Fast forward to our contemporary times. By now, my life has been crowded with so many adventures and misadventures that I no longer try to squeeze myself into the cultural norms presently on offer. I can see where they’re headed and, more than likely, I’ve been there and back.
My idea of normality now approaches something like the ability to inhabit one’s body, one’s experience, one’s sorrows and one’s intentions. To be alive to one’s reality, past and present. To have put together a defensible life.
Oddly enough, in recent months I’ve found myself on the receiving end of three verdicts – all having to do with normality.
The first verdict was delivered in a dream. In it, the visible space was dominated by a seated wisdom figure, larger than life and wearing deep red robes.

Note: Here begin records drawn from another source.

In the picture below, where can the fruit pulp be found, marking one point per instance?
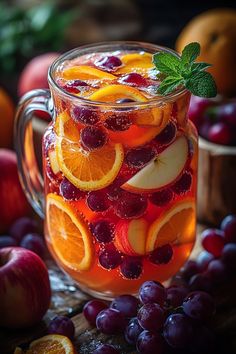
(120, 175)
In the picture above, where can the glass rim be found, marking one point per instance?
(106, 45)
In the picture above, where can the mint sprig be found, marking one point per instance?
(184, 71)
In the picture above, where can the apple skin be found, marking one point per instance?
(24, 288)
(13, 201)
(35, 73)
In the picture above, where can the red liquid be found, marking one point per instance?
(99, 152)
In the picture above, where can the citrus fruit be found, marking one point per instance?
(176, 225)
(84, 72)
(112, 93)
(69, 234)
(135, 62)
(87, 170)
(50, 344)
(6, 120)
(215, 30)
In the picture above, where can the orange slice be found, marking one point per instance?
(85, 72)
(134, 62)
(69, 234)
(175, 226)
(112, 93)
(87, 170)
(50, 344)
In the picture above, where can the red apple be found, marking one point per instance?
(24, 288)
(130, 236)
(35, 73)
(12, 198)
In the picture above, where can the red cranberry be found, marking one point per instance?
(92, 137)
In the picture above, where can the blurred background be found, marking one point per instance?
(32, 27)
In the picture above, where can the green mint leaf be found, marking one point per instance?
(167, 63)
(169, 84)
(200, 66)
(201, 84)
(190, 53)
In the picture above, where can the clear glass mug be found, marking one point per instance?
(111, 224)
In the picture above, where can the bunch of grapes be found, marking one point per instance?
(174, 319)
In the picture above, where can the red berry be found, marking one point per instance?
(92, 137)
(220, 133)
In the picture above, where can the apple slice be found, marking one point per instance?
(163, 170)
(130, 236)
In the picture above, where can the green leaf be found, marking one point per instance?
(169, 84)
(190, 53)
(167, 63)
(200, 66)
(202, 84)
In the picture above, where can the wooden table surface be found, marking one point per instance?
(68, 300)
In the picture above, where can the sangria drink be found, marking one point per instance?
(120, 169)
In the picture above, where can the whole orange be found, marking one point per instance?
(6, 120)
(215, 30)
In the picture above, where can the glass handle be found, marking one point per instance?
(30, 176)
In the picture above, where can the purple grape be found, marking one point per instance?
(109, 257)
(74, 86)
(190, 269)
(134, 79)
(21, 227)
(69, 191)
(229, 256)
(85, 115)
(151, 317)
(132, 331)
(162, 197)
(131, 267)
(7, 241)
(97, 201)
(213, 241)
(139, 157)
(227, 113)
(126, 304)
(91, 310)
(200, 282)
(176, 295)
(110, 321)
(92, 137)
(228, 226)
(183, 184)
(203, 259)
(62, 325)
(150, 343)
(106, 349)
(199, 305)
(131, 205)
(34, 242)
(167, 135)
(103, 231)
(114, 190)
(217, 271)
(178, 330)
(118, 122)
(204, 341)
(109, 62)
(152, 291)
(161, 255)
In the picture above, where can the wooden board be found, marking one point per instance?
(68, 300)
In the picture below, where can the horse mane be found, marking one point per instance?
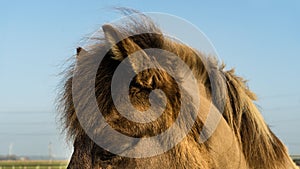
(261, 148)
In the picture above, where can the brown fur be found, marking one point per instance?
(242, 139)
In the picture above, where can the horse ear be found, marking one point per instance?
(113, 37)
(122, 48)
(80, 52)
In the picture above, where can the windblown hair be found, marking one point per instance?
(259, 147)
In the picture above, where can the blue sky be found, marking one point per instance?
(260, 39)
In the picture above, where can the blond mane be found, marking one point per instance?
(260, 147)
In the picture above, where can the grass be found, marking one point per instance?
(33, 164)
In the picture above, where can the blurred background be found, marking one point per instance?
(260, 39)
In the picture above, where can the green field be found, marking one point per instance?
(33, 164)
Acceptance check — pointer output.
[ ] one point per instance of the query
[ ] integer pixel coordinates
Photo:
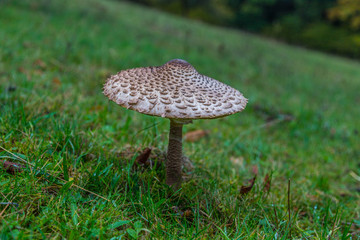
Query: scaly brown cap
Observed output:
(174, 90)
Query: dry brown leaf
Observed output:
(237, 161)
(56, 81)
(246, 189)
(40, 63)
(267, 183)
(12, 168)
(255, 170)
(196, 135)
(144, 156)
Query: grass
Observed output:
(301, 123)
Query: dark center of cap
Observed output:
(179, 64)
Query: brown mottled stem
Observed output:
(174, 155)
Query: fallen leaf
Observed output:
(196, 135)
(21, 69)
(255, 170)
(11, 88)
(40, 63)
(56, 81)
(144, 156)
(246, 189)
(267, 183)
(12, 168)
(237, 161)
(188, 214)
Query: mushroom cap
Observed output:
(174, 90)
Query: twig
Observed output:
(333, 229)
(276, 218)
(289, 208)
(63, 180)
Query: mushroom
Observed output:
(178, 92)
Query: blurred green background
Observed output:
(328, 25)
(80, 179)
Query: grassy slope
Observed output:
(55, 57)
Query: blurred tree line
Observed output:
(328, 25)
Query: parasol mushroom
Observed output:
(178, 92)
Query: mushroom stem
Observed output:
(174, 155)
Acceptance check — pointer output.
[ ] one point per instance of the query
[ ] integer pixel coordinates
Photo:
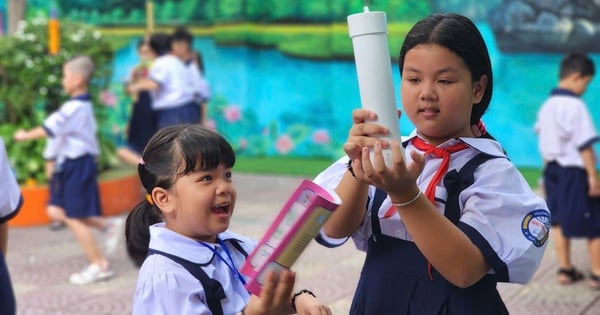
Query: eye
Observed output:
(205, 178)
(445, 81)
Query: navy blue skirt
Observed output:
(142, 124)
(395, 281)
(74, 187)
(570, 206)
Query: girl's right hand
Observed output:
(362, 134)
(275, 296)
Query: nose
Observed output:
(224, 187)
(428, 92)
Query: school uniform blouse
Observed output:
(500, 206)
(166, 287)
(73, 129)
(10, 193)
(564, 127)
(175, 90)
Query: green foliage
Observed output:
(30, 87)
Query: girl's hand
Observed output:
(399, 181)
(275, 296)
(307, 304)
(362, 134)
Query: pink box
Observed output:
(295, 227)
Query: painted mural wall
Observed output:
(283, 78)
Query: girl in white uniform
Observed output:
(189, 260)
(452, 217)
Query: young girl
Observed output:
(191, 260)
(453, 217)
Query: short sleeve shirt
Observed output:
(166, 287)
(499, 205)
(171, 74)
(564, 127)
(73, 130)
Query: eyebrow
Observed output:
(443, 70)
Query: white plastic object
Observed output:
(368, 31)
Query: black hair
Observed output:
(160, 43)
(172, 152)
(576, 63)
(181, 34)
(460, 35)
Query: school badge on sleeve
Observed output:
(536, 227)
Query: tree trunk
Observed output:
(16, 13)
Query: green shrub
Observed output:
(30, 88)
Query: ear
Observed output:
(163, 200)
(479, 89)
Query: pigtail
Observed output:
(137, 231)
(139, 220)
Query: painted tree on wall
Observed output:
(208, 12)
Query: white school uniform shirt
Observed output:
(171, 74)
(499, 205)
(564, 127)
(166, 287)
(10, 193)
(73, 130)
(198, 82)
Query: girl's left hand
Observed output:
(399, 180)
(307, 304)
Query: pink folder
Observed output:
(295, 227)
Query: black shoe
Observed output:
(57, 225)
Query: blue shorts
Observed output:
(74, 187)
(188, 113)
(571, 208)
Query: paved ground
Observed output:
(41, 260)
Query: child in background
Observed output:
(566, 134)
(10, 202)
(433, 246)
(74, 196)
(182, 43)
(141, 124)
(172, 94)
(186, 170)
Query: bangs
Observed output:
(209, 150)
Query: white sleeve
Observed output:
(175, 292)
(506, 220)
(583, 130)
(10, 192)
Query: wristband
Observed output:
(349, 167)
(404, 204)
(293, 304)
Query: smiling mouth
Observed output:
(221, 208)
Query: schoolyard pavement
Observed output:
(41, 260)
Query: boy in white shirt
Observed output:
(74, 195)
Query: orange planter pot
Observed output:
(117, 196)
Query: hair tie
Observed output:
(149, 199)
(478, 129)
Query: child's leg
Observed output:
(86, 240)
(562, 246)
(567, 273)
(594, 252)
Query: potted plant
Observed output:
(30, 89)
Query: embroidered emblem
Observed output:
(536, 227)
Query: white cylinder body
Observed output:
(368, 31)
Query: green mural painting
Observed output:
(282, 74)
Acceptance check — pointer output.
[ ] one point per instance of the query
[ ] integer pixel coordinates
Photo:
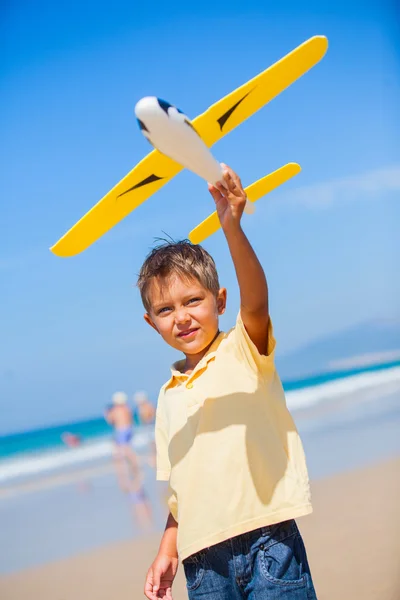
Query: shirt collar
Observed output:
(176, 373)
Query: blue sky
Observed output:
(71, 330)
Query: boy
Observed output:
(225, 439)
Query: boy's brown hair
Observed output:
(187, 260)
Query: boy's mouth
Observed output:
(188, 333)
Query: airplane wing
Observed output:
(156, 169)
(254, 192)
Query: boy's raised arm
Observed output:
(230, 202)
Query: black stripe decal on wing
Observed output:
(151, 179)
(223, 119)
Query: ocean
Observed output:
(40, 451)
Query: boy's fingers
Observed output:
(214, 191)
(148, 588)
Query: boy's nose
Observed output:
(182, 316)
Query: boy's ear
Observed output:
(149, 321)
(221, 301)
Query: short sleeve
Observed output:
(249, 351)
(173, 504)
(161, 437)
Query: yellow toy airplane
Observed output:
(156, 169)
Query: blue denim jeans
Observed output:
(266, 564)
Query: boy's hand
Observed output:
(160, 577)
(230, 200)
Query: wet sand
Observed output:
(352, 539)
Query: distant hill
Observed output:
(368, 342)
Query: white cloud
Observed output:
(356, 187)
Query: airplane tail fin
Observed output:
(254, 192)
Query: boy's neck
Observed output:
(192, 360)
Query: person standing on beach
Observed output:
(226, 442)
(146, 410)
(119, 415)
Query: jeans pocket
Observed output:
(194, 568)
(282, 557)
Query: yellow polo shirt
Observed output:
(228, 445)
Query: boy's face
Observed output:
(185, 313)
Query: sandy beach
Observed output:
(353, 542)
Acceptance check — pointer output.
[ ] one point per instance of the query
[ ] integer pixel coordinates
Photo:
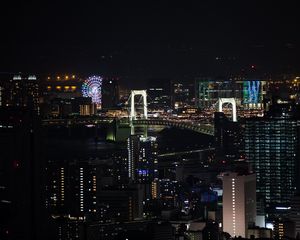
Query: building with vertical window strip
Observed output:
(239, 203)
(272, 149)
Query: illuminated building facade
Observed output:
(158, 92)
(110, 92)
(272, 149)
(21, 91)
(249, 94)
(142, 163)
(142, 159)
(60, 96)
(183, 95)
(239, 203)
(72, 190)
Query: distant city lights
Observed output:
(92, 88)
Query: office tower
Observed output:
(249, 93)
(62, 96)
(183, 95)
(110, 92)
(239, 203)
(168, 193)
(71, 190)
(20, 175)
(120, 204)
(271, 147)
(295, 214)
(23, 91)
(229, 140)
(120, 163)
(142, 159)
(158, 91)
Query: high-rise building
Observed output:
(21, 91)
(142, 159)
(249, 93)
(21, 167)
(239, 203)
(158, 92)
(142, 164)
(183, 95)
(110, 93)
(229, 141)
(295, 214)
(272, 149)
(71, 190)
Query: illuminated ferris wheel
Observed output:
(92, 87)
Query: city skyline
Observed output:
(155, 40)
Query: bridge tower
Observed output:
(232, 101)
(132, 114)
(143, 94)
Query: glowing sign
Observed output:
(251, 90)
(92, 87)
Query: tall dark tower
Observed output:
(20, 175)
(110, 92)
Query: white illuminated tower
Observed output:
(239, 203)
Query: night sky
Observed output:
(150, 39)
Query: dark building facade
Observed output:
(20, 175)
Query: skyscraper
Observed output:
(142, 164)
(22, 91)
(20, 174)
(239, 203)
(110, 92)
(142, 159)
(272, 149)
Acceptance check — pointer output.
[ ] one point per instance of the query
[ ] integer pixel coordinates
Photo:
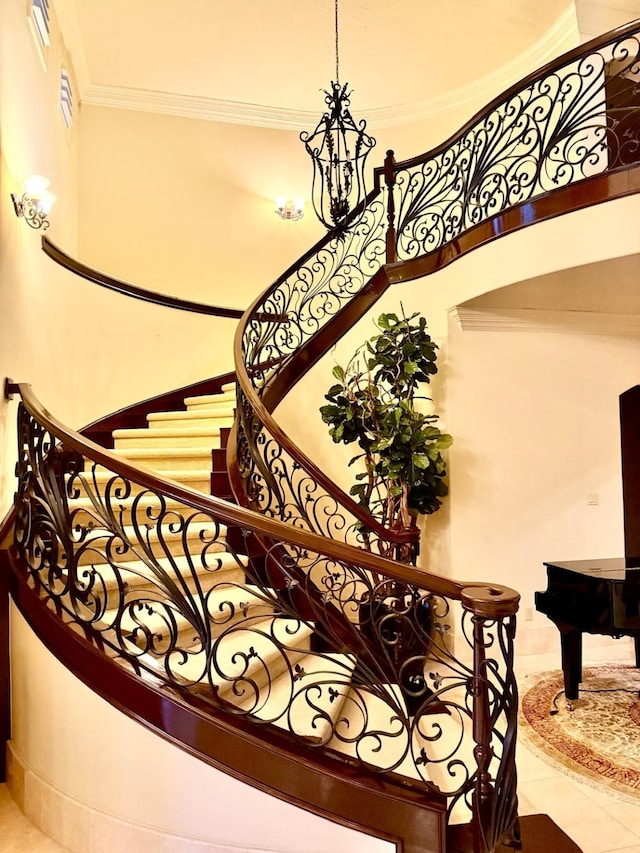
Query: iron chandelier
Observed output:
(338, 148)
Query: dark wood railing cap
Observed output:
(491, 601)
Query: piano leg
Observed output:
(571, 645)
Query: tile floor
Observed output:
(598, 821)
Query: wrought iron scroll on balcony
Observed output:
(568, 125)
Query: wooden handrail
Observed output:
(128, 289)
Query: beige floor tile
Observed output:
(568, 807)
(18, 834)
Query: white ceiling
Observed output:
(267, 61)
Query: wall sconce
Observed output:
(36, 202)
(287, 209)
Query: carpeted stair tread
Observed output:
(98, 479)
(157, 620)
(212, 417)
(307, 699)
(225, 399)
(191, 437)
(245, 659)
(371, 728)
(142, 540)
(168, 458)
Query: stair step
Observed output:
(308, 699)
(245, 661)
(201, 536)
(145, 506)
(250, 660)
(169, 459)
(226, 399)
(372, 728)
(191, 437)
(124, 580)
(215, 417)
(157, 627)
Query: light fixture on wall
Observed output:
(338, 148)
(36, 202)
(287, 209)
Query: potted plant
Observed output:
(373, 405)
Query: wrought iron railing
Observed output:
(372, 662)
(576, 120)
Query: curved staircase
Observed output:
(289, 637)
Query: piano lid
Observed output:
(608, 568)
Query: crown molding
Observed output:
(537, 320)
(562, 36)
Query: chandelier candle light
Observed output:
(287, 209)
(338, 148)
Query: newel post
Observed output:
(495, 716)
(390, 180)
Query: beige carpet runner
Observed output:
(600, 739)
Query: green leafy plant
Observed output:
(373, 405)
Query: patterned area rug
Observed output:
(600, 739)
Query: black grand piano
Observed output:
(601, 596)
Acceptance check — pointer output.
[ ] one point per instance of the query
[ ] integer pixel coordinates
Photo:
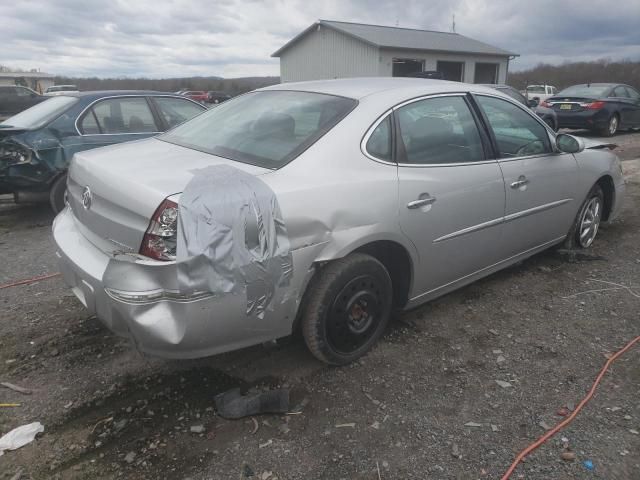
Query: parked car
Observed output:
(36, 145)
(60, 90)
(321, 206)
(546, 114)
(217, 97)
(196, 95)
(539, 92)
(602, 107)
(14, 99)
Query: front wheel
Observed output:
(587, 223)
(348, 308)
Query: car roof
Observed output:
(358, 88)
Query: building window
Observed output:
(486, 73)
(451, 70)
(403, 67)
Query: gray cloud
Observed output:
(235, 38)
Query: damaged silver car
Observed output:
(321, 206)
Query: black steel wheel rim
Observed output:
(355, 314)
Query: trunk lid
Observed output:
(114, 191)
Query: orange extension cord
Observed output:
(568, 420)
(30, 280)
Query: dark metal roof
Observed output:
(404, 38)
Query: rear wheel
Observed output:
(348, 308)
(57, 194)
(612, 126)
(587, 223)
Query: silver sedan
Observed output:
(321, 206)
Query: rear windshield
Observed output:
(585, 91)
(41, 113)
(268, 129)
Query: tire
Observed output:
(57, 194)
(612, 126)
(583, 233)
(348, 308)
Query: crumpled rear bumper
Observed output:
(140, 299)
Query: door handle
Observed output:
(521, 182)
(422, 202)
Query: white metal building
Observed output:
(329, 49)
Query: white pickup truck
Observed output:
(539, 92)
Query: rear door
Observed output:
(451, 192)
(625, 105)
(114, 120)
(540, 184)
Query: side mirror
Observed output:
(569, 143)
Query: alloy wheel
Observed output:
(590, 222)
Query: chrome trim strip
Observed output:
(556, 240)
(84, 110)
(505, 219)
(538, 209)
(474, 228)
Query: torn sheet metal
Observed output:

She addressed me with authority, saying
You are Absolutely Normal.
It sounds like what philosophers call a “category mistake,” since we associate norms with statistical averages, which are determined relative to items of the same kind having more or fewer of the characteristics being measured. If the norm is the statistical average, then it and the Absolute would be in quite different categories.
That is, unless the wisdom figure wasn’t thinking in terms of quantities, but in some other terms.
The second verdict was delivered by the horses I met under the auspices of Joan Summers, my wonderful equine coach. Joan would talk to me, I would talk back, and the horses would respond in their body language. What they actually communicated was that
I don’t have psychological problems.
Anyway, not the kind that send these horses bucking and rolling on the soft turf of the arena. My big problem is my peripheral neuropathy: my walking problem. Which is about how I see it too.
The last verdict came in this week. The buildup for it occurred earlier when my “Me Too” ordeal was leaving me on the verge of tears in the daytime and sleepless at night. When I went for a routine medical checkup, my primary care physician was visibly disturbed by what I told him. He strongly urged me to see a therapist he recommended, a lady who specializes in cases of abuse and harassment. If I didn’t talk this through, he said, it could show up as illness later.
By now I believe the real-world problem is finally cured, but getting there has cost a lot of my time, energy and even some bits of my health. As well as money. I see my acupuncturist for the wrecked digestion and the massage therapist for the muscular knots. Since I’d rather not stay in The Repair Shop any longer than necessary, I went to see the lady therapist for the first time only this week, and reluctantly. But I was willing to see if she knew something relevant to my experience, that I didn’t know.
I hadn’t expected to like her, but I did. She was empathic, realistic and knowledgeable. After listening to the whole story, she concluded that I did not stand in need of psychological help. I was normal. It was the third verdict.
“But,” I pointed out, “I walked around for weeks on the brink of tears!”
She responded:
“It would have been abnormal
if you hadn’t been on the brink of tears!”